There's a photo in the article with the caption, "Elizabeth thanks David and Nadia for their passionate love of God’s law, word, and truth."
Note that they weren't thanked for their love for God, but rather for their love of His law, word, and truth. Brings to mind the Paschal Baute statement from my last article...
The particular Way to God becomes what is adored, not the ineffable and incomprehensible Mystery to which we give the name of God.
Bingo. It should also be noted that they weren't thanked for their genuine, emotional, passionate love for each other.
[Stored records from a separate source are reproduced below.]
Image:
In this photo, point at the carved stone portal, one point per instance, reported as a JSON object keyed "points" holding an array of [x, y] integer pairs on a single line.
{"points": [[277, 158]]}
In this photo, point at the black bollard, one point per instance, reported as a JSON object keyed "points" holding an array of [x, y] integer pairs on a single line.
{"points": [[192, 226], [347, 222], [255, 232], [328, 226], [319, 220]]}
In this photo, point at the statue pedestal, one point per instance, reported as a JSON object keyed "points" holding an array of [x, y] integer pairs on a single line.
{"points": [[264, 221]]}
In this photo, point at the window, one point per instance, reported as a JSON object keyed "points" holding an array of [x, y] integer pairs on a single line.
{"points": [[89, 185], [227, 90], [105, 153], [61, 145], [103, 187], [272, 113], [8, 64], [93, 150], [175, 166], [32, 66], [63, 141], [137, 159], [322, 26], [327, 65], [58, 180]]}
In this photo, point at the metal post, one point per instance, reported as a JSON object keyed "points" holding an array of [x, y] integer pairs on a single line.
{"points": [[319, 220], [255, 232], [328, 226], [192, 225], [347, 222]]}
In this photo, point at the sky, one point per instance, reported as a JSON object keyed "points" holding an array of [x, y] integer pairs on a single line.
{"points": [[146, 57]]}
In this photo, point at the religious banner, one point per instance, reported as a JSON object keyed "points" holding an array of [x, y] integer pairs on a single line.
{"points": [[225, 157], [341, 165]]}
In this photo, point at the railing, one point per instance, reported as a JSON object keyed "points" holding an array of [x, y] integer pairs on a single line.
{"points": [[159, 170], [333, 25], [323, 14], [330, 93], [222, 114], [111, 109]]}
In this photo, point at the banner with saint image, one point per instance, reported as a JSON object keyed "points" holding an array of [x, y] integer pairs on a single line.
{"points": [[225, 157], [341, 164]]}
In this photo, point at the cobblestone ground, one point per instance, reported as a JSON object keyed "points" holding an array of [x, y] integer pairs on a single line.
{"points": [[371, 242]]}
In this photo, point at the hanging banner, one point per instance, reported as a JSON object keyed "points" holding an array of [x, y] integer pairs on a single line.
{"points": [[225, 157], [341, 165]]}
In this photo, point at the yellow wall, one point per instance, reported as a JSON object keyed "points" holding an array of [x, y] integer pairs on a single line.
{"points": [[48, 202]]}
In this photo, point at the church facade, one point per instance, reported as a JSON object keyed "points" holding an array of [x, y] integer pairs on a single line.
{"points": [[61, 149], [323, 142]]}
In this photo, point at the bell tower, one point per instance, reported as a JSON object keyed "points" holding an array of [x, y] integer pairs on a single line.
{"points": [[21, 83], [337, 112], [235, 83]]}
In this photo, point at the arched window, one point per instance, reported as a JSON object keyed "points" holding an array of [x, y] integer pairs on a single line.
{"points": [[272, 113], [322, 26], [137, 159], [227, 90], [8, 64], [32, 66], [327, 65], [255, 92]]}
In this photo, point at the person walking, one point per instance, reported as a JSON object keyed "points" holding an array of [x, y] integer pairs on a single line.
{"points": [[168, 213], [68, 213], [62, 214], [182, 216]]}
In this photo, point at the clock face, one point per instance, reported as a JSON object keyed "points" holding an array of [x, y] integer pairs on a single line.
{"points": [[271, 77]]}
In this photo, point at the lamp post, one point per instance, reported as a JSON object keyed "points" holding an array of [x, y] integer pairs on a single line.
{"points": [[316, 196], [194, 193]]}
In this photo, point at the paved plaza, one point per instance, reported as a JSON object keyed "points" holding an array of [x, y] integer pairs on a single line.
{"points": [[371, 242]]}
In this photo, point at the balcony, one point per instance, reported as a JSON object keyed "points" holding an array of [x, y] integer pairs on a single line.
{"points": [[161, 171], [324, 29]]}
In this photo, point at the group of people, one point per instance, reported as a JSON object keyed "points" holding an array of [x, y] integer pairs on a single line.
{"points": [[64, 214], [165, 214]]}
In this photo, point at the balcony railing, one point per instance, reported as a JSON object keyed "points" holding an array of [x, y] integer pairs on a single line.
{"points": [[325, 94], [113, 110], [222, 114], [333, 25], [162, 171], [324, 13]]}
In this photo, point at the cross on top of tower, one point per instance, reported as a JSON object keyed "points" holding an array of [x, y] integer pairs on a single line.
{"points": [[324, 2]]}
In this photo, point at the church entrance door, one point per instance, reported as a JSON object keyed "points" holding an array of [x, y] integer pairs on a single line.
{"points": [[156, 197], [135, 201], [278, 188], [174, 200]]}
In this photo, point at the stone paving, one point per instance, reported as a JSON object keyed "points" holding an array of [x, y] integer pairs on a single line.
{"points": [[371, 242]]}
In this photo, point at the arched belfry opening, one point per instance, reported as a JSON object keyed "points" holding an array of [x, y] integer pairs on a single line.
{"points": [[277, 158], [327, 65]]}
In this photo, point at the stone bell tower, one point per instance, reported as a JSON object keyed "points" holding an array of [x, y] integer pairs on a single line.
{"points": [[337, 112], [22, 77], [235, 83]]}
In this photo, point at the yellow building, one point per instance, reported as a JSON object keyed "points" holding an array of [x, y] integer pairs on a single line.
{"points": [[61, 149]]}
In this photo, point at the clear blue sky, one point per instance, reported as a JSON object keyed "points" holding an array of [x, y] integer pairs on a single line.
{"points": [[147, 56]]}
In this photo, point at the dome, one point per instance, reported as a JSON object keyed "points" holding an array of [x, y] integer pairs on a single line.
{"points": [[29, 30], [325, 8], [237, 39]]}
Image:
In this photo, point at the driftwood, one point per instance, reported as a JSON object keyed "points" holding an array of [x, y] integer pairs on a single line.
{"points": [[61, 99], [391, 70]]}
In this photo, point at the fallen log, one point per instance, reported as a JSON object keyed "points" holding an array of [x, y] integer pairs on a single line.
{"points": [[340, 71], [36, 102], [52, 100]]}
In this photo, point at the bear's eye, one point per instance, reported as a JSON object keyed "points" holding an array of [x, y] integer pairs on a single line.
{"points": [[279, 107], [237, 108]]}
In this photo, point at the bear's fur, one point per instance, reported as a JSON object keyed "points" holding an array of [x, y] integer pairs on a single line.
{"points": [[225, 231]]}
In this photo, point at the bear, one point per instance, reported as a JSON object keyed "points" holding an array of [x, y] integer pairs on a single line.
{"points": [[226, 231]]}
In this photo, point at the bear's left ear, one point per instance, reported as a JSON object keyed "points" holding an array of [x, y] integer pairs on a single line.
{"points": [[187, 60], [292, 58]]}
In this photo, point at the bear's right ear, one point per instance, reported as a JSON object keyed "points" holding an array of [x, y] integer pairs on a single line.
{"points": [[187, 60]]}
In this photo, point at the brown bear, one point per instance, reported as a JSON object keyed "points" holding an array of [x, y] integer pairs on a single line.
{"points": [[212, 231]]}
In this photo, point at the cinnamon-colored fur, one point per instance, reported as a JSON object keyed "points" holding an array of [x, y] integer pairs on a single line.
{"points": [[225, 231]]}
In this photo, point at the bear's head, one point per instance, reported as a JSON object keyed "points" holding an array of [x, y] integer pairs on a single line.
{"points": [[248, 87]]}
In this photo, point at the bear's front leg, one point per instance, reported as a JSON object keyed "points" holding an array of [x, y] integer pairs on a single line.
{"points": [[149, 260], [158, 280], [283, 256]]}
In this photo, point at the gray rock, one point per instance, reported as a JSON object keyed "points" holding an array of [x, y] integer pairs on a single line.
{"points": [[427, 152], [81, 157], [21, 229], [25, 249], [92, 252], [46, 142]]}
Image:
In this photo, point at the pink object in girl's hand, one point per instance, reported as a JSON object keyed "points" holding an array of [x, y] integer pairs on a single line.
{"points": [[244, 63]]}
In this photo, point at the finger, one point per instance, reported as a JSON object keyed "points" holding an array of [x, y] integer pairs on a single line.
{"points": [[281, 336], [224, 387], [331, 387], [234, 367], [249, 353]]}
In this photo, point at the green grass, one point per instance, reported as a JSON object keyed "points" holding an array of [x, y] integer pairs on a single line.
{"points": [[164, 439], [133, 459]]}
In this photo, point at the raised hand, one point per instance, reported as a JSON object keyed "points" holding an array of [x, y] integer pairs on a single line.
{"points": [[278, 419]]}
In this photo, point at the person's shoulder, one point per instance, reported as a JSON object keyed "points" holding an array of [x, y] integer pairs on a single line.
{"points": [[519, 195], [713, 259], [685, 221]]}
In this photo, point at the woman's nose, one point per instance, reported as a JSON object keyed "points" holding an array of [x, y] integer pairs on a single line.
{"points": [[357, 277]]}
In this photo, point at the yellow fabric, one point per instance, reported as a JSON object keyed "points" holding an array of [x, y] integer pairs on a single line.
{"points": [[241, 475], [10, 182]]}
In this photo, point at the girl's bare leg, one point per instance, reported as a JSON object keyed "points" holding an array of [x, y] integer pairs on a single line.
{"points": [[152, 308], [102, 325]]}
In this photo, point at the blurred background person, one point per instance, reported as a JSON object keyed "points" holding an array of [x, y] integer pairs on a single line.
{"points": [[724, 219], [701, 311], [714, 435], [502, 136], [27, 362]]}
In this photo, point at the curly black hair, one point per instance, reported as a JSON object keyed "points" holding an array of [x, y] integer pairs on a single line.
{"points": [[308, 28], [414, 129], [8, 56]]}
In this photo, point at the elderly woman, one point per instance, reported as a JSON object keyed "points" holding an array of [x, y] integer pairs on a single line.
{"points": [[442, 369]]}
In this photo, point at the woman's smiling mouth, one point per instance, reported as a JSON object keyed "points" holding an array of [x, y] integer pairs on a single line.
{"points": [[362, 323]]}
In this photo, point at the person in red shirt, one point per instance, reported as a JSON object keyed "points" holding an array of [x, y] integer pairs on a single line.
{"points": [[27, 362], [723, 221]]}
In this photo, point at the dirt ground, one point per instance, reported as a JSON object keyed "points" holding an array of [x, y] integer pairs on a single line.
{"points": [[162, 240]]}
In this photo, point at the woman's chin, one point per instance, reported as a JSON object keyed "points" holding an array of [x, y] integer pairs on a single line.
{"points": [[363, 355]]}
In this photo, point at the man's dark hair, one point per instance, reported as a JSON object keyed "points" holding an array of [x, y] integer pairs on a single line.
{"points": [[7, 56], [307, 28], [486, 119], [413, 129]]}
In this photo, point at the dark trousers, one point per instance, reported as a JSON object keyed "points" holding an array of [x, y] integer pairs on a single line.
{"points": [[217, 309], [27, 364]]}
If I went by nothing more than their wedding vows, I might think they were marrying "biblical marriage", or even the bible itself, rather than each other - and that's very sad. What was with all the biblical references? Does "I promise" mean nothing to these people without attaching half the bible to it? If you're gonna base it on a scripture, what happened to being of such character that your "yes" means "yes"? Why not just "I promise"? Why go with "I promise because of Deuteronomy 71, Matthew 38, and 2nd Ralph 17"? I'll tell you why...an alcoholic goes nowhere without his bottle. Rather than marriage vows, it seemed more like a couple of alcoholics exchanging brewmaster's tips.
It was their right (or at least his) to have the wedding ceremony they wanted, but I can't muster any happiness for them. I really feel sorry for them both.